A DIACHRONIC STUDY OF THE LANGUAGE OF THE TRINIDAD & TOBAGO GUARDIAN
This diachronic study aims to investigate the shifts and mutations of Standard English in Trinidad & Tobago over time by analysing articles from the Trinidad & Tobago Guardian (formerly the Trinidad Guardian) from three different periods, roughly 30 years apart. These selected time periods reflect three very distinct periods in the history of Trinidad & Tobago, first as a British colony, then as a newly independent country, and finally contemporary Trinidad & Tobago, an increasingly important player in the Caribbean context and the American continent. These periods reflect shifting spheres of influence, as British authority recedes and the islands are increasingly influenced by the United States and other American countries via strengthening social and economic ties as well as the rising presence of American media.

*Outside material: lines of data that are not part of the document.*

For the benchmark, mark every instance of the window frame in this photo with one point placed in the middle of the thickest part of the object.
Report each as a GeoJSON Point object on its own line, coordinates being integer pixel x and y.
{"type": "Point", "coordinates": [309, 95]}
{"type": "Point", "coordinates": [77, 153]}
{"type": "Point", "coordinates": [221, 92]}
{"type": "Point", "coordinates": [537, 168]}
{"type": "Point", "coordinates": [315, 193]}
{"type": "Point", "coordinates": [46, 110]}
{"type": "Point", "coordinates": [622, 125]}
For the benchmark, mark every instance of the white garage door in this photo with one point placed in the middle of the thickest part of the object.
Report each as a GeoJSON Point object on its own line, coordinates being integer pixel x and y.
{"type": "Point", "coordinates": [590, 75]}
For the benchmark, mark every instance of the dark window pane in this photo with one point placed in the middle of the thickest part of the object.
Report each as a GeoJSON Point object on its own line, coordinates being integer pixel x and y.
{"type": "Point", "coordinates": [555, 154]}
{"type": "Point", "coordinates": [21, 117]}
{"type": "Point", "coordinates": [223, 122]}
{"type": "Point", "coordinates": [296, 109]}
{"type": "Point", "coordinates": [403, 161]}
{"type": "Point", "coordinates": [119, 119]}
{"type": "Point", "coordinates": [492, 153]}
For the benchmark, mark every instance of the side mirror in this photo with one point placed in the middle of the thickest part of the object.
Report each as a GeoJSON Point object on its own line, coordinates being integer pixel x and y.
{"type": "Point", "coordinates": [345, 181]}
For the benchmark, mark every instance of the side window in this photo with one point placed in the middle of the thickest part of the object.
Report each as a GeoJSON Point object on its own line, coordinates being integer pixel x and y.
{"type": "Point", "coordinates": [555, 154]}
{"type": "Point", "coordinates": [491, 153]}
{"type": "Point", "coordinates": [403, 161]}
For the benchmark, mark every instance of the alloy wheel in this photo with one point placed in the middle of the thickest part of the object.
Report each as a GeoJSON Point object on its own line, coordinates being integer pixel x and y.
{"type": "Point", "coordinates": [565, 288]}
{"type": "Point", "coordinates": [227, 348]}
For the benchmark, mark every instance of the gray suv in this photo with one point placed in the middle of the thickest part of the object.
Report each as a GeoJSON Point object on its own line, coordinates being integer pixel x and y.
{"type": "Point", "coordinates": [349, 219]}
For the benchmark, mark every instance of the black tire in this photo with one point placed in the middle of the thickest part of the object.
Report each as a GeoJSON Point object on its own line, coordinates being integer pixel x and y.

The texts analysed in this project fall into one of two categories: reportage and editorials. They were taken from issues of the newspaper Trinidad & Tobago Guardian from the years 1938, 1968 and 2012. The corpora assembled comprise 120,000 words of reportage and 60,000 words of editorials for each year, for a total of 540,000 words. The articles selected are a minimum of 50 words in length and are all strictly about local news and issues, that is to say, they deal exclusively with events and people in Trinidad & Tobago, excluding articles written by foreign correspondents and international news agencies, such as Reuters. The data from the different periods are analysed for concordances and discrepancies in the use of, among other things, contractions, the passive voice and progressive aspect, relative clauses, modals and semi-modals and verbal complementation.